Winery Name: | Wollersheim Winery |
Location City: | Prairie du Sac, Wisconsin |
Location Country: | USA |
Former Name: | Kehl Winery |
Year Founded: | 1847 |
Key People: | Agoston Haraszthy, founder Robert Wollersheim Philippe Coquard, Winemaker |
Cases Per Year: | 100000 (as of 2016)[1] |
Signature Wine: | Prairie Fume |
Tasting: | open to public |
Wollersheim Winery | |
Added: | 1/12/1976 |
Refnum: | 76000056 |
The Wollersheim Winery (formerly Kehl Winery)[2] is a winery, distillery, and restaurant just east of the twin cities of Sauk City and Prairie du Sac, Wisconsin in Dane County, Wisconsin, United States.[3]
In the 1840s, the Hungarian nobleman Agoston Haraszthy came across sloped land across the Wisconsin River from what would be Prairie du Sac and planted it with grapevines for wine making. During his short time in Wisconsin, Haraszthy also incorporated the state’s first village, Sauk City, across the Wisconsin River from his winery. The area's winters were too harsh for the grape plants that he brought. In December 1849, he followed the gold rush to California, where he would also have a hand in developing the state’s wine industry.
Peter Kehl, a German immigrant, took over the property after Haraszthy left, Kehl built many structures on the property, and planted American grapes to make wine. After Peter Kehl’s death, his son Jacob continued the family winery and started making brandy. In 1899, after Jacob Kehl’s death and a difficult winter, the Kehl family stopped making wine and converted the property into a conventional farm. When Prohibition passed in 1919, any remaining wine was sold, and leftover barrels were used as firewood.
In 1972, Robert and JoAnn Wollersheim bought the farm from Peter Kehl’s great-grandson, Russell Kehl, to restore it to a working winery. They planted the hills with grapevines, furnished the limestone cellars with oak barrels and converted the old carriage house into a store.
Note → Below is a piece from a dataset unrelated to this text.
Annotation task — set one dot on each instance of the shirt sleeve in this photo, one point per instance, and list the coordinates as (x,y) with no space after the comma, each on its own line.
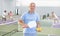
(22,17)
(38,18)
Soon after in 1976 the property was added to the National Register of Historic Places.[4] In 1984, Philippe Coquard arrived at the winery from the Beaujolais region of France on an agricultural exchange to become Wollersheim Winery’s winemaker. He later married Wollersheim's daughter Julie and they eventually started running the winery.
Wollersheim Winery grew rapidly and garnered national media attention with the introduction of its Prairie Fumé wine in 1989. In 1990, Wollersheim Winery bought Cedar Creek Winery, located in the Hilgen and Wittenberg Woolen Mill in Cedarburg, Wisconsin. The sister wineries share family ownership and a winemaker, but the two brands are distinct.
As Wollersheim Winery’s wine list grew, so did the Prairie du Sac winery. In 1994, a fermentation room was built, allowing the fermentation tanks to move out of an old barn, and also adding a bottling room and case storage space. In 2008, the Coquards built a new building that mimicked the historic winery allowing more visitor space, as well as tasting and shopping areas, with beautiful views of the hillside vineyards. In 2013, they renovated the historic hillside wine cave – originally started by Harazsthy and completed by the Kehls – into an exhibit dedicated to the winery’s history. In 2015, the Coquards added a distillery to the property which allowed not only dedicated space to distill spirits, but also more fermentation space to make wine to be distilled into brandy. As of 2016, the winery produces about 1.1 million bottles of wine per year. Wollersheim brings in about 85 percent of its fruit from out of state and grows the rest on its 30acres vineyard.
In 2012, Wollersheim won the Winery of the year in the San Diego International Wine Competition over 1700 wineries.[5] In 2013, Wollersheim's Dry Reisling was awarded the Wine of the Year. Riverside International Wine Competition named Wollersheim Winery its Small Winery of the Year in 2015.